Jesus returns to Galilee from Jerusalem and returns to Cana, the site of His first Sign (changing water into wine). Now a court official approaches him petitioning healing for his son who is dying.

Though the Lord God knows our need He desires we ask for help. Why? He desires that we reach out to him. He desires we establish, maintain and deepen a relationship with him. He desires us to know that we are not autonomous.

What is a good way to petition God for our needs? The first step of the prayer of petition is in fact a prayer asking for forgiveness. We need to make our hearts pure and our intentions righteous, before we ask for something. We need the prayer of the tax collector: “God be merciful to me a sinner.” (Lk 18:13) It is with a humble and trusting disposition that our prayers can be heard in the first place. This disposition is necessary both for preparation for Mass and for personal prayer.

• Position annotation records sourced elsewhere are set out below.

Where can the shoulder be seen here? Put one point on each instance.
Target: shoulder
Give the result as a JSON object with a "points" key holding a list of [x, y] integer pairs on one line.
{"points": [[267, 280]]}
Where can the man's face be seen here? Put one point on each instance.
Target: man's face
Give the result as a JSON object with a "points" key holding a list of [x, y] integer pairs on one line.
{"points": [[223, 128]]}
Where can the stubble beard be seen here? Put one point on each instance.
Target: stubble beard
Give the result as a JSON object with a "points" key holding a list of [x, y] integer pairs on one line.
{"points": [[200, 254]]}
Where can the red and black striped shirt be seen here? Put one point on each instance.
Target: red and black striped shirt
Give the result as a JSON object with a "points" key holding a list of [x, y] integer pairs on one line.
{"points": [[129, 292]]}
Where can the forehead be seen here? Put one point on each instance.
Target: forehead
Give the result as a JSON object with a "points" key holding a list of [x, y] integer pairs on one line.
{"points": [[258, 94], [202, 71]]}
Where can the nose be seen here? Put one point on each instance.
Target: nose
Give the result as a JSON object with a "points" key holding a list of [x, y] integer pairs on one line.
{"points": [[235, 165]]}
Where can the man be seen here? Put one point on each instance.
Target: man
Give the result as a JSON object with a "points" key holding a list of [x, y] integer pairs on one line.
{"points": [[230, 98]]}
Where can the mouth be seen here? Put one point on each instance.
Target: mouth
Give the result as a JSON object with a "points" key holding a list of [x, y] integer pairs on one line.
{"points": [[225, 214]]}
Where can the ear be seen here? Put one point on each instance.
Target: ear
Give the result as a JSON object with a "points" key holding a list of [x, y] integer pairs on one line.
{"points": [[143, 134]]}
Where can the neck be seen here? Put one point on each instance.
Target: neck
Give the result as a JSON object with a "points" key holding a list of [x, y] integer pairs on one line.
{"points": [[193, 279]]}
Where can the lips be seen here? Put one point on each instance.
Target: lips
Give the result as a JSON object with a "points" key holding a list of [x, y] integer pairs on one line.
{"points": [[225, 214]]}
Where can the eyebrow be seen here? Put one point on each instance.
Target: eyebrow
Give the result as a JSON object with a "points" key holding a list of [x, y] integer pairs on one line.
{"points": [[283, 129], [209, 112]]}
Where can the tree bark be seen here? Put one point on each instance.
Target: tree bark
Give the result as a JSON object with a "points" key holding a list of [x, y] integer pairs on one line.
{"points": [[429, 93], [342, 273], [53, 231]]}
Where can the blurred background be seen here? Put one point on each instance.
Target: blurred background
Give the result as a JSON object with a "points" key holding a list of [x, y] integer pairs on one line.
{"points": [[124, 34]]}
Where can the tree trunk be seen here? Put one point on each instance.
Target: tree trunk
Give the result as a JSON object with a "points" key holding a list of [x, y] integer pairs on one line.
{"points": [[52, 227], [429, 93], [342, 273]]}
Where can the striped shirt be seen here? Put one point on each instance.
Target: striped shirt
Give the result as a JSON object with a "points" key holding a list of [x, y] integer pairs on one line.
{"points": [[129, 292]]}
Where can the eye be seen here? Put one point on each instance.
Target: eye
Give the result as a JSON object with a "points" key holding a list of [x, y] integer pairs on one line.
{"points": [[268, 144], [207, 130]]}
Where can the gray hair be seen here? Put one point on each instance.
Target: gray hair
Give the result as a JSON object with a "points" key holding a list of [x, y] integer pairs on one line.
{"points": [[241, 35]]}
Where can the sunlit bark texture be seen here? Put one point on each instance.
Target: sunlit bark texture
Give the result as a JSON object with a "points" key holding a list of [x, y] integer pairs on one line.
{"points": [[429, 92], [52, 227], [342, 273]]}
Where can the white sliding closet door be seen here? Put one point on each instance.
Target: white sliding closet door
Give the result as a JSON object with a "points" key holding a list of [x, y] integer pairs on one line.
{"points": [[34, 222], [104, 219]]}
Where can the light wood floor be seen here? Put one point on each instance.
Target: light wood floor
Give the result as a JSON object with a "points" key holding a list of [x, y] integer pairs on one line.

Also our hearts need to be filled with hope – we need to be searching for God’s Kingdom to come. After a humble and contrite disposition we need to petition first for the Kingdom of God, asking for what is necessary to welcome it and what we need to cooperate with the coming Kingdom. By doing this we align ourselves with the whole mission of the Church, and unite our intentions with the apostolic community.

Then in humble trust and within the whole mission of the Church we make our particular petitions known to God. Every need we have can be brought to God. Both St James and St Paul exhort us to pray at all times and by this they mean for us to bring all our needs to God in prayer.

Finally we must remember that perseverance is often necessary in order to prove our trust. Like the persistent widow we often must ask over and over again.

When our prayer is pure and humble, when it is aligned within the apostolic mission of the Church, and when we are willing to persevere to show our trust in our Father’s care, God will answer our prayers as is most expedient for us.